Connect with us

Gökay Genç

2020 AJANDALARINDA DAHA FAZLA SANAT…

İyisiyle kötüsüyle, kimimize güzel gelmişti 2019; kimimizde ise ufak tefek yaralar açtı belki. 2020 öyle iyi gelsin ki hepimize; mutluluk, sevgi dolu, sanatla dolu güzle bir yıl geçirelim.


GÖKAY GENÇ

Yeni bir yıla yeni bir enerjiyle, yeni kararlarla başlamışken 2020 yılında ajandalarımıza biraz daha sanat ekleyelim. Son günlerde bilimsel olarak da sanatın ömrü uzattığı kanıtlanmışken daha da fazla sanat diyerek canımıza can katalım.

T İ Y A T R O …

2020 yılında ajandanıza almanız gereken oyunlar; 5 farklı kadının yaşamı algıları, tanıklıkları, hikâyeleri:
-Fadik Sevin Atasoy kendi yazdığı ve oynadığı Muse “Bir Esin Perisi Davası” oyunuyla seyirci karşısına çıkıyor.
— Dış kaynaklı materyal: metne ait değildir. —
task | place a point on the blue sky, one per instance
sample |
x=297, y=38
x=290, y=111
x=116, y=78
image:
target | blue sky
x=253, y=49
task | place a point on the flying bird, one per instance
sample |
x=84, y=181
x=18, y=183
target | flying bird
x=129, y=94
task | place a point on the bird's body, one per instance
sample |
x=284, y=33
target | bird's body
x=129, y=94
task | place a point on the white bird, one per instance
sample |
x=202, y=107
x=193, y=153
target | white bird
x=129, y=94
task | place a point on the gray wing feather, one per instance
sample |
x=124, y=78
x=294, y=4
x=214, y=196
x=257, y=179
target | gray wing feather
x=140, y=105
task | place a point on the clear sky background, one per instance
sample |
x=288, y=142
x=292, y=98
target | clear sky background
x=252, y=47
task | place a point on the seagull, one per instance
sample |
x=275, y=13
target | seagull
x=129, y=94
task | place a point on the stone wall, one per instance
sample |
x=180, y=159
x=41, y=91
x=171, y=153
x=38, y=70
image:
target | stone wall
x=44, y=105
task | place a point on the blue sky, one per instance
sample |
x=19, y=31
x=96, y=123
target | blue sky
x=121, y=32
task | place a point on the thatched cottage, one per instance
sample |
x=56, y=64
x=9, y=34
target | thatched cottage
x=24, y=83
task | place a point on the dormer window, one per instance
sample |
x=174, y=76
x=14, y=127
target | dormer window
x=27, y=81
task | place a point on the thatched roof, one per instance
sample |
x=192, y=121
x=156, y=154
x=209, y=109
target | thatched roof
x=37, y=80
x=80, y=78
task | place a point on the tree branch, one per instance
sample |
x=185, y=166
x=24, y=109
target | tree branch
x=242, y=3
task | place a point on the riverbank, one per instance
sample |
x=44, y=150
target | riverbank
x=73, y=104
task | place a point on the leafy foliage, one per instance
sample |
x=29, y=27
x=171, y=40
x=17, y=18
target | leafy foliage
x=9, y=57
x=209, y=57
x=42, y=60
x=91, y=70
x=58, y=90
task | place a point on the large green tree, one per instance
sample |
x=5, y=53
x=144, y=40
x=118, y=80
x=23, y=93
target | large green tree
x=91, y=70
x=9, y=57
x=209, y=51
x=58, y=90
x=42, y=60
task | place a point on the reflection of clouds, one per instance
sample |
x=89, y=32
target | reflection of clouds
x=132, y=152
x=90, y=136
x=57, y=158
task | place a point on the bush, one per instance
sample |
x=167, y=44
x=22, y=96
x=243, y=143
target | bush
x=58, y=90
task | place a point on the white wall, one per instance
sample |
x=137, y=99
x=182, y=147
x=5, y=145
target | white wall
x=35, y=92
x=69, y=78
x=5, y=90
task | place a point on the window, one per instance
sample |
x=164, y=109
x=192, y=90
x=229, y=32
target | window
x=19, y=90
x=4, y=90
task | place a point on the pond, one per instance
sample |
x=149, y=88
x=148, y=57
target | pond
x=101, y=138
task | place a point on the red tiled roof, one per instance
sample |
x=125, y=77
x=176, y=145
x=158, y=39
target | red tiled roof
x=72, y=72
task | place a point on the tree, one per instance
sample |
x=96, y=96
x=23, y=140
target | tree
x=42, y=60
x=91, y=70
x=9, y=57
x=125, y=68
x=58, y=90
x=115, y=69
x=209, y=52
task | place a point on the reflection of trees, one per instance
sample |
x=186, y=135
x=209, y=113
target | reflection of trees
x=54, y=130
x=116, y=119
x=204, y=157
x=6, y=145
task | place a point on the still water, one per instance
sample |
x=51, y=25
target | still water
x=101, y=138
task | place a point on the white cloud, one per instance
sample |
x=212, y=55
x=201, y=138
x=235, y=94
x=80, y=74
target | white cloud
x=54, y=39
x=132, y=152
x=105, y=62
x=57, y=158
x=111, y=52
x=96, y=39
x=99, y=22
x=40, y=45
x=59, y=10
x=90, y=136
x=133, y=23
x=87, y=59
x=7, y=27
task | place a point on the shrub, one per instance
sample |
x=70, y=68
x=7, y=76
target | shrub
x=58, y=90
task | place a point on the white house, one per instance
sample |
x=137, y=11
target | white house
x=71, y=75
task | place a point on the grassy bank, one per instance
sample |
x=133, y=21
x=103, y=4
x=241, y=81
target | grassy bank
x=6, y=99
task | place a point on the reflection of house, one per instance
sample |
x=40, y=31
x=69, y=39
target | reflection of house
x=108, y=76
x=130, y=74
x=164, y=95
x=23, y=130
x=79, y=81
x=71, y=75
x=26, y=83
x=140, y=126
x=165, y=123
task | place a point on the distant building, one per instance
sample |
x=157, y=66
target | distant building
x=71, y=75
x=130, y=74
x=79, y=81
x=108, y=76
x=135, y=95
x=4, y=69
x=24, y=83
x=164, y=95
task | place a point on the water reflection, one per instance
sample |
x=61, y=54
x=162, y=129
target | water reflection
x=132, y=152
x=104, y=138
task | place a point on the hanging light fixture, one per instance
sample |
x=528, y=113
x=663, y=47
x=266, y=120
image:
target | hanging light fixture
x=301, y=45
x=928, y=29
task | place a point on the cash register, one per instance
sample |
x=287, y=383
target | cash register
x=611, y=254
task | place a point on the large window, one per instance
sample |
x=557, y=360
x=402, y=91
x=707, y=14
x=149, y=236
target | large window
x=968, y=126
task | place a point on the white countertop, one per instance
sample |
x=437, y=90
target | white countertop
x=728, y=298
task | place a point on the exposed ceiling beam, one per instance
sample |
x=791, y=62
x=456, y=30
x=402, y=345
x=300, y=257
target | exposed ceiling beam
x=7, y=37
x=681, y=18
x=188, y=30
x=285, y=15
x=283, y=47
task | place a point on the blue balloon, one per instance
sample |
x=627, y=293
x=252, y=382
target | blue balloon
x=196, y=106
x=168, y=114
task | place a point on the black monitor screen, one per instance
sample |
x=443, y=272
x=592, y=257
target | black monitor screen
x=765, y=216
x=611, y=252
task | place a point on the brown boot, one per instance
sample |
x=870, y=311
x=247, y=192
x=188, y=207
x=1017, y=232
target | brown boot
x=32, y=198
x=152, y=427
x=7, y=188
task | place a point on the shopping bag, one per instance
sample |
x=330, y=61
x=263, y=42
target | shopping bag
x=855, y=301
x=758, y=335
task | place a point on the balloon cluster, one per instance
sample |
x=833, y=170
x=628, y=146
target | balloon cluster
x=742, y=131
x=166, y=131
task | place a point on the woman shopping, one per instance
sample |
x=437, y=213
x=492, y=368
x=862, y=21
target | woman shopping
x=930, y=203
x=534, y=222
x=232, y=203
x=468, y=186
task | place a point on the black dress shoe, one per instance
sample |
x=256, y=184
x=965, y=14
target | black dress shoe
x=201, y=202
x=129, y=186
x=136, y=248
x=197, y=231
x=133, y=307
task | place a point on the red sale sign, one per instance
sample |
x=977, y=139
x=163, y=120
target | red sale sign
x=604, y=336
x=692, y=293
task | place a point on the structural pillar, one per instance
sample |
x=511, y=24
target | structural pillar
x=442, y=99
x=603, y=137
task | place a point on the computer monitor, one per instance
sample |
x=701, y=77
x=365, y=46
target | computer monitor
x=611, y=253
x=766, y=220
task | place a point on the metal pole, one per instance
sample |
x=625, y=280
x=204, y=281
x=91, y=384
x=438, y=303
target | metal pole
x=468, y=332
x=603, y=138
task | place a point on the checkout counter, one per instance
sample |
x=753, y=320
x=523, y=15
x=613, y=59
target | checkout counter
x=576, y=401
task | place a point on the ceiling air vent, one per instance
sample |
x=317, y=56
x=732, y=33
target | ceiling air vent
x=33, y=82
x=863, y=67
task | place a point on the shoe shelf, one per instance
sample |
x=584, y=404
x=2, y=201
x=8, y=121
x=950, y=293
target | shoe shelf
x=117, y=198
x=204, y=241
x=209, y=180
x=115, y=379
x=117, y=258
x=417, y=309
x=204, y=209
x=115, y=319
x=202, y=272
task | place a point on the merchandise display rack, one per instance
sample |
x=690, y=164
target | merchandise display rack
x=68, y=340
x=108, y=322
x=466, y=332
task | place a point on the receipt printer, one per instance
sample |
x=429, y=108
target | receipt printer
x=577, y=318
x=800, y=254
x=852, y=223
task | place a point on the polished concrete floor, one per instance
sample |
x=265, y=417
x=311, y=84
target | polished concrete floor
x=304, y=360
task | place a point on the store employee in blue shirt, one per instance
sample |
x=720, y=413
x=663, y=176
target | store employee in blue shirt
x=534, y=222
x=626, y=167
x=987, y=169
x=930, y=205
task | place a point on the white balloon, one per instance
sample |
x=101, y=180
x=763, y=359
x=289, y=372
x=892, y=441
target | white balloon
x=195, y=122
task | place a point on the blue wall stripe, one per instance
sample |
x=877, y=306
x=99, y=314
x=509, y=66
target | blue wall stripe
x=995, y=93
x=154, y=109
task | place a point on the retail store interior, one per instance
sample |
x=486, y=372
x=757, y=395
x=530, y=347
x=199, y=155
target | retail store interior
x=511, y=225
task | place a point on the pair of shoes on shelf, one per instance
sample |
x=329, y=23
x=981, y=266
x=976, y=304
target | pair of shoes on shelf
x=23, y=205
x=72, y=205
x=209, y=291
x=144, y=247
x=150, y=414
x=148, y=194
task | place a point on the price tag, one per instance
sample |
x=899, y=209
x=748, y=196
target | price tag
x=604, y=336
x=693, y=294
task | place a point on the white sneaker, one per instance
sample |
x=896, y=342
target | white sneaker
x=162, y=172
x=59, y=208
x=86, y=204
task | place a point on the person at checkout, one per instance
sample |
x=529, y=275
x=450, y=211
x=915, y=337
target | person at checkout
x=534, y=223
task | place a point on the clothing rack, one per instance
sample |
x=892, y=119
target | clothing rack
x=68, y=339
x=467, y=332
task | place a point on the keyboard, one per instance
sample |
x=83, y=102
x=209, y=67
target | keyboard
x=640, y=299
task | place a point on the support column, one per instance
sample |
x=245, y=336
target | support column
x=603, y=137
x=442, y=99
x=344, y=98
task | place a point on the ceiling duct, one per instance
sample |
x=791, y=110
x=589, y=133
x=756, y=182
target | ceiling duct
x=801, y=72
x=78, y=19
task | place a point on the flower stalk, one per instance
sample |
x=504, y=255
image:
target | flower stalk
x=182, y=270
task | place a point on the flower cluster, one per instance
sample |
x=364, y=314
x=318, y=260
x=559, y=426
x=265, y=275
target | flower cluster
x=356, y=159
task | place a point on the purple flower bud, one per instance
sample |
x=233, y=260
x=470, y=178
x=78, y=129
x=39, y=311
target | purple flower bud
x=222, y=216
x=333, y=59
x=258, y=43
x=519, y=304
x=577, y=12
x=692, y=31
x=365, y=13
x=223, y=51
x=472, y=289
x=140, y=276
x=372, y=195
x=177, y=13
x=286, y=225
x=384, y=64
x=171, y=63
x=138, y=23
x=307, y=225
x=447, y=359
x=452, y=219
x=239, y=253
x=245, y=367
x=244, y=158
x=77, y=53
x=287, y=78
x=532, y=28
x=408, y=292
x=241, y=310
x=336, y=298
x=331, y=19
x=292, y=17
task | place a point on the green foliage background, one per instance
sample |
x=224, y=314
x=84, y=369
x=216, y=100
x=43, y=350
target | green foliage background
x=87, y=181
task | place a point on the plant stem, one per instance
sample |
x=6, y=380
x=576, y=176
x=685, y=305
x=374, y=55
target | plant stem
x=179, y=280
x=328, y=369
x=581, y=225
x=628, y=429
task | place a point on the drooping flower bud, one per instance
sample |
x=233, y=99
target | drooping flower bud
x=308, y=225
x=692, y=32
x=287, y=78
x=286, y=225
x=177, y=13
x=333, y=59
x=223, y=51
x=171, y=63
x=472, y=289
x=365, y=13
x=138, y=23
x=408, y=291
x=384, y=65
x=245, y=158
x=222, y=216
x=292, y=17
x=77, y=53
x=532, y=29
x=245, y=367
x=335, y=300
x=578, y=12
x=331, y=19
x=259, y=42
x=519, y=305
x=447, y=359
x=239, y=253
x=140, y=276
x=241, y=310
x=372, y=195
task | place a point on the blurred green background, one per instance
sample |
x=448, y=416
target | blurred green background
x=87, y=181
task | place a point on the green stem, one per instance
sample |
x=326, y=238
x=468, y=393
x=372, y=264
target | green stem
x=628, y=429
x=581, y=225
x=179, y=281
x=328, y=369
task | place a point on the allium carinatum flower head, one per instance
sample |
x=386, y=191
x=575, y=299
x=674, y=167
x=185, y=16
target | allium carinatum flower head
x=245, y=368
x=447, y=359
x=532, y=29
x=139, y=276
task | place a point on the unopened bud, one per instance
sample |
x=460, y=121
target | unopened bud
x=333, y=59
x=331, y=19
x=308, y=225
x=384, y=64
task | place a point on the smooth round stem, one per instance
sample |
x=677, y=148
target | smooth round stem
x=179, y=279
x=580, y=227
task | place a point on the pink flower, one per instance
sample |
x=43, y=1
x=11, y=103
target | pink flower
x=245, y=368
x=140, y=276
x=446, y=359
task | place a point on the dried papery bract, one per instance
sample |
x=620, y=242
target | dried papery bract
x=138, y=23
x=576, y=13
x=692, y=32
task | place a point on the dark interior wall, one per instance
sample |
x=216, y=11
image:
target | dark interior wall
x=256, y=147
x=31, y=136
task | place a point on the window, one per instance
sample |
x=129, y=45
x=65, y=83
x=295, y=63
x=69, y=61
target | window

Oyunun yönetmeni ise yaptığı her işle adından başarıyla söz ettiren Erdal Beşikçioğlu.
-“Dansöz”, daha sezonun başında adından söz ettirmeyi başardı. Oyunculuğuyla Sezen Keser’in karaktere can verdiği metnin yazarı ve yönetmeni Şamil Yılmaz.
-“Lâl Hayal”, unutamadığımız Gümüş dizisiyle tanıdığımız Songül Öden’in geçtiğimiz sezon başlayan ve bu sezon da devam eden; izleyenler tarafından tam not almış bir oyun. Yönetmenliğini Ezel Akay ve Aysel Yıldırım’ın yaptığı oyunun yazarı ise Sevilay Saral.
-Bu sezona henüz merhaba diyen bir tiyatro oyunu “Hayal Satıcısı”. Zehra İpşiroğlu’nun kaleme aldığı, Berfin Zenderlioğlu’nun yönettiği ve Berna Laçin’in oynadığı oyun bir fal kahvesinde geçiyor.
-Bedeni 48 yıl yaşamış ama sesiyle, yaşam aşkıyla, tutkusuyla tüm dünyada akıllara kazınmış bir şarkıcı… ‘Kaldırım serçesi’ namıyla tanınan Edith Piaf’ın hayatı sahnede Tülay Günal’la can buluyor. Başar Sabuncu’nun kaleminden çıkan bu gerçek yaşam öyküsünün yönetmeni Yiğit Sertdemir.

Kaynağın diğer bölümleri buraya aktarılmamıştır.